The third phase of West Virginia's TANF program was marked by budget deficits and the need to limit program expansion. In early 2001, the West Virginia Department of Health and Human Resources announced a projected $90 million deficit in the state's TANF program for federal fiscal year 2003. This announcement and subsequent efforts to restrain spending attracted media attention.

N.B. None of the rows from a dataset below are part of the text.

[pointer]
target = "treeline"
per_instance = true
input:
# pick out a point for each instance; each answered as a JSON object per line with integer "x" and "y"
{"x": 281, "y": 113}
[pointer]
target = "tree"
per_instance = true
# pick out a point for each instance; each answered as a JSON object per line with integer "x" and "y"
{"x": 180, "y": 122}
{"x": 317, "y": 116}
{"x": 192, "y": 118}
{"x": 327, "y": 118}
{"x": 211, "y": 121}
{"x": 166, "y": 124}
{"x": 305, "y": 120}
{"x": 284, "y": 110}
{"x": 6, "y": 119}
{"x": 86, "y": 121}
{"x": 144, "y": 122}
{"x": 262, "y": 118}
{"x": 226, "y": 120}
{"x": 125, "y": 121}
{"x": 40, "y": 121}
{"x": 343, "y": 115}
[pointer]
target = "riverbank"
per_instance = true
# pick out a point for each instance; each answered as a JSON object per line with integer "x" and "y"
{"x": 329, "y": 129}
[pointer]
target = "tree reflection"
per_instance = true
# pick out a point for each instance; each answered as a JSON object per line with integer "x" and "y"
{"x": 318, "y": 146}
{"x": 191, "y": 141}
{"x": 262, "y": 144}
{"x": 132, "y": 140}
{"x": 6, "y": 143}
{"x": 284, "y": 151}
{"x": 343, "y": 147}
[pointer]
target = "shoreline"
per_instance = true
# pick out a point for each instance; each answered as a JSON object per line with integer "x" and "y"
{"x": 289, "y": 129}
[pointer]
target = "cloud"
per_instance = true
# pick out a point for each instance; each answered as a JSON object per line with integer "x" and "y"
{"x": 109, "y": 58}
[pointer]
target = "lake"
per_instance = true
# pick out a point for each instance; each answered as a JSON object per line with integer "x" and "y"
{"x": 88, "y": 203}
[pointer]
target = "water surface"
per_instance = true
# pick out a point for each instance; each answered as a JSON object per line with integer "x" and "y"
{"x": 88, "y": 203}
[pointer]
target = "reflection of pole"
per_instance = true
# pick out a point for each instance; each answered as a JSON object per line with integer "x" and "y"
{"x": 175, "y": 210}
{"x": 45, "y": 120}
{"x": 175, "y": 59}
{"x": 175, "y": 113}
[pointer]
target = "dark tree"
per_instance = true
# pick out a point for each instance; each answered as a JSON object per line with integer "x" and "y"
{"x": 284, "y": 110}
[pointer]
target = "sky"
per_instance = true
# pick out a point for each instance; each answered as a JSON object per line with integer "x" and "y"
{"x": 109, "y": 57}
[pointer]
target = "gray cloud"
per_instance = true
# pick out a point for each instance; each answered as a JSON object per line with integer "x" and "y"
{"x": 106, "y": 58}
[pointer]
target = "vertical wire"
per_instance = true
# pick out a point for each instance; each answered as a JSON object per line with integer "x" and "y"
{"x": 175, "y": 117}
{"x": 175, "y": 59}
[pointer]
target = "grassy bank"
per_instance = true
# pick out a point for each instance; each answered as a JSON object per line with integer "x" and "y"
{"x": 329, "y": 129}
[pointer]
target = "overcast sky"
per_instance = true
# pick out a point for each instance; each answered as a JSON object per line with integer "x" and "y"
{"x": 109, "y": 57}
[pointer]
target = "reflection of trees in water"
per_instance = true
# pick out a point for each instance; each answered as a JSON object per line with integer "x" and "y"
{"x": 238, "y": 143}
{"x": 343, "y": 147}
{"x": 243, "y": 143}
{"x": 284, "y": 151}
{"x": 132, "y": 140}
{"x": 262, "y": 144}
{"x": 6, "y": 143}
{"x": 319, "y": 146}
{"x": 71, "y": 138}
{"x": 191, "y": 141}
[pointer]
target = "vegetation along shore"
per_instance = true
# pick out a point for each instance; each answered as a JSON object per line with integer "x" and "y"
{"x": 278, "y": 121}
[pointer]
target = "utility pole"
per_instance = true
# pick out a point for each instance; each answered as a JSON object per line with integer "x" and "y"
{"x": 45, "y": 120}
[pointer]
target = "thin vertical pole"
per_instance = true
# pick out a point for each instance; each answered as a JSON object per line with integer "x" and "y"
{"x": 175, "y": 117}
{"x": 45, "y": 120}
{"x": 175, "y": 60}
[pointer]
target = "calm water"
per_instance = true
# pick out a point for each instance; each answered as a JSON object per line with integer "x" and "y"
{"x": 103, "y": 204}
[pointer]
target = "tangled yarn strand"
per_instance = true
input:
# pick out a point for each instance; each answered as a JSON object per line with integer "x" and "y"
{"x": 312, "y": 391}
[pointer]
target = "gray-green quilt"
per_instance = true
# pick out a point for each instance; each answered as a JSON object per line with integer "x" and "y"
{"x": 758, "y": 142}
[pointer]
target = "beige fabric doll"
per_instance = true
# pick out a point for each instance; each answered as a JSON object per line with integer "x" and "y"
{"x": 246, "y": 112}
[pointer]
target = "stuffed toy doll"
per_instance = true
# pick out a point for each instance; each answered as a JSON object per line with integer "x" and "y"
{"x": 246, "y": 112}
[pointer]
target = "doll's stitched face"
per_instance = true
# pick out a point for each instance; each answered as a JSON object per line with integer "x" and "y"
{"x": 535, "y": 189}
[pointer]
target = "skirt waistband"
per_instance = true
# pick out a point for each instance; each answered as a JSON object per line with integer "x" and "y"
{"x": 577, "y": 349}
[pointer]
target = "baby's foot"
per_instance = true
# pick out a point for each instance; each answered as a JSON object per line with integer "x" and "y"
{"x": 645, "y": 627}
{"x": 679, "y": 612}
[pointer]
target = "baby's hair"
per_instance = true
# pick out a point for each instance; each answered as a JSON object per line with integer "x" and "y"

The state used an open process to tackle the projected deficit which included a TANF advisory council of non-profit stakeholders, advocates, and state officials appointed by Governor Bob Wise to recommend a cost reduction plan. The Council recommended a series of cuts to TANF funded benefits and services, giving priority to fund those services that were more closely aligned with goals one and two of the federal TANF program - to assist needy families and promote employment. Changes recommended by the Council that have been enacted include reducing the state's 1) earned income disregard rate from 60 to 40 percent, its previous level, 2) child support pass-through from $50 to $25 a month, and 3) eligibility for services to individuals not in receipt of TANF from 185 to 150 percent of federal poverty level. The following recommendations have met resistance from stakeholders and have either been taken off the table or scaled back 1) use non-TANF funds to support $43 million in foster care and other services provided by the Bureau of Social Services - these services were previously funded by a TANF transfer 2) discontinue $27 million in contracts with mostly community-based organizations for supportive services, 3) reduce eligibility for child care services, and 4) eliminate the state's marriage incentive of $100 a month.